Alabama county argues part of Voting Rights Act is unconstitutional

Frank Ellis Jr., is the attorney for Shelby County, Ala. By Khara Persad/News21

The attorney for Shelby County, Ala., has filed a lawsuit that contests the constitutionality of Voting Rights Act sections that require federal oversight of any changes in election laws in all or portions of 17 states.

Attorney Frank Ellis Jr., argues in the lawsuit, which could reach the Supreme Court, that the requirements of sections 4(b) and 5 are a burden based upon voting discrimination practices that have disappeared since Congress passed the law in 1965.

“To require governments to spend tens of millions of dollars — local governments that need that money for other purposes, for education, for police protection, for facilities and infrastructure — it’s archaic and out of date,” Ellis said.

By Jack Fitzpatrick and Khara Persad, News21

Alabama NAACP leader talks about struggle to motivate voters

Steve Branch is the Alabama state chair for voter registration.

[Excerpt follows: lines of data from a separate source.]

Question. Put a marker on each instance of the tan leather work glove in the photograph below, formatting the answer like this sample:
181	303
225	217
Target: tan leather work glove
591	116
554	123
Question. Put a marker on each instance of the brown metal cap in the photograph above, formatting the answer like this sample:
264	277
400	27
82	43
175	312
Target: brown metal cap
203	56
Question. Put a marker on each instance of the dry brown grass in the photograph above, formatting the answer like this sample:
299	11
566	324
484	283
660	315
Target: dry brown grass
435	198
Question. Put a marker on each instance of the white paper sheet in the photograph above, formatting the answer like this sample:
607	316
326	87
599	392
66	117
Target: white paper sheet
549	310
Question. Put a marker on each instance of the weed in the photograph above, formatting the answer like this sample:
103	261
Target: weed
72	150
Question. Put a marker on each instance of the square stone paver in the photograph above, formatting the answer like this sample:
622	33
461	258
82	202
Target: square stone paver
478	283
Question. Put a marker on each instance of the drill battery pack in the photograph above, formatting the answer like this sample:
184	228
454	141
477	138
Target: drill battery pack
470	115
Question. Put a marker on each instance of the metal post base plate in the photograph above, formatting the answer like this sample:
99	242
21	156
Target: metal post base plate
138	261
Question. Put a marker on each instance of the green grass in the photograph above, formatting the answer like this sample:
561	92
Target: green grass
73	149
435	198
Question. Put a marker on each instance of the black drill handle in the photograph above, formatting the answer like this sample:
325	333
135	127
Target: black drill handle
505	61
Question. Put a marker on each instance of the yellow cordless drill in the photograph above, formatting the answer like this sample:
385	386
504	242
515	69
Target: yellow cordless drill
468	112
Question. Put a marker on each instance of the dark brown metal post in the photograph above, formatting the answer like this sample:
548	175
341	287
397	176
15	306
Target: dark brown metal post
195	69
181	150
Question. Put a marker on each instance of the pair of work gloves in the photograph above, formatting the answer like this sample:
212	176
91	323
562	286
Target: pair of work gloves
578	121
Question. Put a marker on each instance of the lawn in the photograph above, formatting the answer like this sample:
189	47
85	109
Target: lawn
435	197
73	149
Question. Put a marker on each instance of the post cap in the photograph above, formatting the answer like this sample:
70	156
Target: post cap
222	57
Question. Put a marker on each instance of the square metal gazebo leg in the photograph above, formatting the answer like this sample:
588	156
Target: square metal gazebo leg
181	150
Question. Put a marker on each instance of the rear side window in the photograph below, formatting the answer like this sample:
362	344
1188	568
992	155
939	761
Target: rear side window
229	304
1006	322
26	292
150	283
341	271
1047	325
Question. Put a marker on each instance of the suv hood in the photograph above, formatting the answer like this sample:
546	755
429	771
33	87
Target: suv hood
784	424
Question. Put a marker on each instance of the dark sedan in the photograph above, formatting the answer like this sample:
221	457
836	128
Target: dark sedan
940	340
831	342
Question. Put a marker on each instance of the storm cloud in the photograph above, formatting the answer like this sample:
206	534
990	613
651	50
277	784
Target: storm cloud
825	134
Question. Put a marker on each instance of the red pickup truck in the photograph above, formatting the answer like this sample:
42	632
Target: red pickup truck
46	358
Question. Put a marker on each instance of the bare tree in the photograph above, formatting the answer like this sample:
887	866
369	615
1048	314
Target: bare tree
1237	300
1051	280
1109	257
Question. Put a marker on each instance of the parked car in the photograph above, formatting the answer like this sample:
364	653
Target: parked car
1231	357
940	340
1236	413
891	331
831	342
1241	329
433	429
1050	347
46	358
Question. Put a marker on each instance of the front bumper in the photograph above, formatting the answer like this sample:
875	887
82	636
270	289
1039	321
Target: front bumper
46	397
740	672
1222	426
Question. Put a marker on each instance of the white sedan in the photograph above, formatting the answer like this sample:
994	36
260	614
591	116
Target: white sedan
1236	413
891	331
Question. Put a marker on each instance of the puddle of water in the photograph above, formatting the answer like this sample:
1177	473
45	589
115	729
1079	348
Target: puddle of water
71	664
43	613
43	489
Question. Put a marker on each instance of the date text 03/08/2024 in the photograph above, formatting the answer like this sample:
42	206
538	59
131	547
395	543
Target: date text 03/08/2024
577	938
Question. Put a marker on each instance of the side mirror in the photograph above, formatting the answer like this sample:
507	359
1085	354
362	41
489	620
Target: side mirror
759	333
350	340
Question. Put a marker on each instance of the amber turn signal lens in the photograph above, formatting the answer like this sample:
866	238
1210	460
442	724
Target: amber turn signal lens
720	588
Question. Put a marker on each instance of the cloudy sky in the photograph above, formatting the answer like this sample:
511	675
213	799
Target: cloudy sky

Photo by Khara Persad/News21

Steve Branch, the NAACP voter registration chairman for Alabama, is committed to getting voters out of their homes and into polling places, he said, but the challenge for the civil rights organization is convincing people that their votes can make a difference.

 

“We’re trying to get our people to vote not only in general elections, but in primaries and in anything else that comes up,” Branch said. “We’re trying to get into an election habit.”
It’s an uphill battle, Branch said, because many voters are apathetic and don’t believe that voting matters.

 

“I have to say to people, ‘Listen, you have to look at the vote as far as what’s happening in your community. You can change the county commissioner. You can change the circuit court judge. You may be able to change your county sheriff – people who are oppressing you. You can change this to work in your favor,’” Branch said.

By Jack Fitzpatrick and Khara Persad, News21

Deli owners in Alabama register voters

The owners of a deli in Birmingham, Ala., organized a daylong voter registration drive in the Pratt City neighborhood June 2. Five generations of the Agee family, owners of the Thomas Deli, flagged down drivers and pedestrians, encouraging them to sign up. They provided forms to register voters, helped them fill in their information and promised to deliver the completed forms to the county, which provided the family with 100 registration forms.

Claudia Agee and her family registered voters Saturday in Birmingham, Ala. Photo by Khara Persad/News21

Claudia Agee, 72, said she wants more for her hometown and said the local youth have to exercise their right to vote in order to make that happen.

“We’re trying to get the young people to vote to get them out in larger numbers, and trying to let them know the importance of voting,” she said. “They complain about a lot of things but they don’t know that if they don’t vote, staying at home is not going to help. Go vote and help voice your opinion. When you vote, then you have a voice.”

Debbie Agee helps Miara Hunt, a student at Lawson State Community College in Birmingham, fill out registration forms. Photo by Khara Persad/News21

Miara Hunt, 19, is a student at Lawson State Community College in Birmingham who stopped Saturday to register with the help of Debbie Agee, 54.

“I really want to vote. I’ve been waiting on this age limit so I can be able to vote for a long time. And now I’m able to do it, and I’m glad. And I want a good president,” Hunt said.